Here is the abstract DataLoader class (subclasses will implement the DataLoader for each framework).
class DataLoader:
"""Wrapper class for data loader or data set classes implemented by other machine learning
frameworks. Use this class when you want to use different machine learning framework datasets
interchangably."""
def __iter__(self):
"""Returns the DataLoaderIterator."""
return self
def __next__(self):
"""Returns the next batch of data.
Returns
-------
inputs : List of ndarray
The inputs to be provided to the graph.
The list is of the form [batched_input_1, batched_input_2, ..., batched_input_n]
labels: List
The expected outputs of the graph.
The length of labels should be equal to the batch size. If the DataLoader doesn't
have labels, labels will be None.
"""
raise NotImplementedError
def get_num_batches(self):
"""Returns the number of batches the DataLoader has.
Returns
------
num_batches : int
The number of batches the DataLoader contains.
"""
raise NotImplementedError
def get_batch_size(self):
"""Gets the batch size.
Returns
-------
batch_size : int
The size of the batch returned by the DataLoader.
"""
raise NotImplementedError
You can construct a python iterator out of the DataLoader class easily. This means that our framework is similar to tensorflow and mxnet’s dataset API, which makes it familiar to users who want to use it directly. And, the other fields allow us to store information that might be useful for things like calculating accuracy or doing averages, like batch size and the total number of batches.

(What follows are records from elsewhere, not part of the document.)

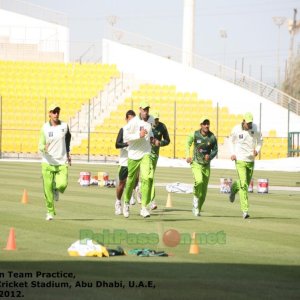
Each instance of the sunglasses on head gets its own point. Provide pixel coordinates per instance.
(55, 111)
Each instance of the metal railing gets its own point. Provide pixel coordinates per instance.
(294, 144)
(213, 68)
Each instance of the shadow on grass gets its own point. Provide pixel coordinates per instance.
(149, 278)
(86, 220)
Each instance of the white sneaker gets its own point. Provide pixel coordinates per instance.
(118, 207)
(56, 194)
(153, 205)
(126, 210)
(196, 212)
(245, 215)
(49, 217)
(144, 212)
(132, 200)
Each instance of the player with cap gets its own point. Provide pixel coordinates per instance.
(245, 144)
(139, 136)
(205, 149)
(161, 139)
(54, 144)
(123, 161)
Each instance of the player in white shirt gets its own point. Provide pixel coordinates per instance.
(138, 134)
(246, 142)
(54, 144)
(123, 161)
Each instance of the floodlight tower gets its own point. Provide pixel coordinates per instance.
(278, 21)
(188, 32)
(294, 28)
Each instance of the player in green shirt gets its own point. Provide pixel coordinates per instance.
(161, 139)
(54, 144)
(205, 149)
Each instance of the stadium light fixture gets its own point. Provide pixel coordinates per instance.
(223, 35)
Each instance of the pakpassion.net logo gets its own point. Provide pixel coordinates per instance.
(170, 238)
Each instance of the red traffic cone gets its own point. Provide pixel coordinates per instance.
(11, 241)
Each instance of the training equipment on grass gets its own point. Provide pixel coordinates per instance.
(103, 177)
(194, 248)
(169, 201)
(87, 247)
(11, 241)
(25, 197)
(263, 185)
(84, 178)
(225, 185)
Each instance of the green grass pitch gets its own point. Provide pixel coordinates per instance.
(259, 260)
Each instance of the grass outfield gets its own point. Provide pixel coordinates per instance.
(260, 259)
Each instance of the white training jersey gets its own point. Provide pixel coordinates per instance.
(55, 138)
(137, 147)
(244, 142)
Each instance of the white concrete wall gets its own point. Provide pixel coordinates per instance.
(159, 70)
(23, 29)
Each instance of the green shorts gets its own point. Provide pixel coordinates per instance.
(123, 173)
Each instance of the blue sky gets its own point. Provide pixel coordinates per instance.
(252, 36)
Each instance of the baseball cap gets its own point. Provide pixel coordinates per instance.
(248, 117)
(155, 114)
(205, 118)
(144, 104)
(53, 107)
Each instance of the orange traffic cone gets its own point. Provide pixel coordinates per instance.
(169, 201)
(25, 197)
(194, 248)
(11, 241)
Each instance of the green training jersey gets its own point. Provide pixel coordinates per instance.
(160, 133)
(202, 145)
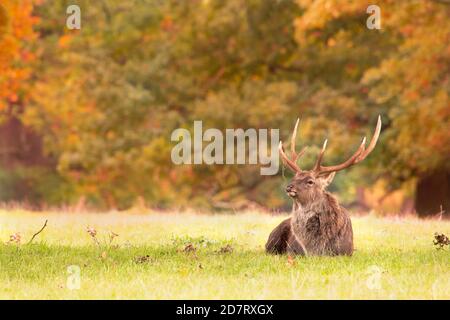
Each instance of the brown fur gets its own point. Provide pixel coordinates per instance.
(318, 224)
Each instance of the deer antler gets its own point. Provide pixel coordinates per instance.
(360, 154)
(292, 163)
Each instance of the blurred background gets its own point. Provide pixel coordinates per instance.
(86, 115)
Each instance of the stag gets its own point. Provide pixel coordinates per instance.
(318, 225)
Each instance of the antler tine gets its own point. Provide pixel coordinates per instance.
(291, 164)
(294, 155)
(372, 143)
(360, 154)
(294, 136)
(320, 157)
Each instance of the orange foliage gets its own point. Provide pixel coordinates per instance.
(16, 28)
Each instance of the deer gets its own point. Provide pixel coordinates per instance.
(318, 224)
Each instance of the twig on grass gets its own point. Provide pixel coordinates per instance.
(34, 235)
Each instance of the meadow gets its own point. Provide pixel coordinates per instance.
(197, 256)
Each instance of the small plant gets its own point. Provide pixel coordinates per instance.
(93, 233)
(440, 241)
(15, 238)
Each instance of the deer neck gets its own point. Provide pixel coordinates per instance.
(317, 204)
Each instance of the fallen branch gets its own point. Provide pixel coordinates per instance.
(34, 235)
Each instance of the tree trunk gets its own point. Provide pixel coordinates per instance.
(433, 195)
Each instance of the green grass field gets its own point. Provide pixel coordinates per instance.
(187, 256)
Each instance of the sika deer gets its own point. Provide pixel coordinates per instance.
(318, 224)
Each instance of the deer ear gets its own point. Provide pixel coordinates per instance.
(327, 179)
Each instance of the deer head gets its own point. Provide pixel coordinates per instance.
(306, 186)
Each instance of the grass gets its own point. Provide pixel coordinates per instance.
(152, 258)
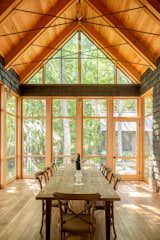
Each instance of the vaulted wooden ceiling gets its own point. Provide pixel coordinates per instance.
(128, 31)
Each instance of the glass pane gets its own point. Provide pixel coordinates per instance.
(94, 136)
(95, 107)
(33, 107)
(11, 168)
(126, 166)
(64, 136)
(105, 69)
(122, 78)
(33, 164)
(89, 63)
(61, 161)
(34, 132)
(148, 105)
(11, 104)
(125, 107)
(11, 135)
(148, 147)
(63, 107)
(36, 79)
(126, 138)
(96, 161)
(96, 68)
(70, 61)
(53, 69)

Here’s a link to the PR that introduces this code: https://github.com/apache/tvm/pull/7710
In the PR, I also implement the RandomDataLoader, MxnetDataLoader, TFDataLoader and NumpyDataLoader (loads keras and other datasets that are stored in the numpy format). The RandomDataLoader class provides random numpy data of a specific shape and dtype for testing purposes. The TFDataLoader takes in a tensorflow dataset as an input, the MxnetDataLoader takes an mxnet dataset as an input, and the NumpyDataLoader can take in any data that is formatted in a numpy array (keras datasets provide data in this format).
Writing a PytorchDataLoader will be future work. I think it will be similar to the implementation of the NumpyDataLoader, and will not be difficult to implement.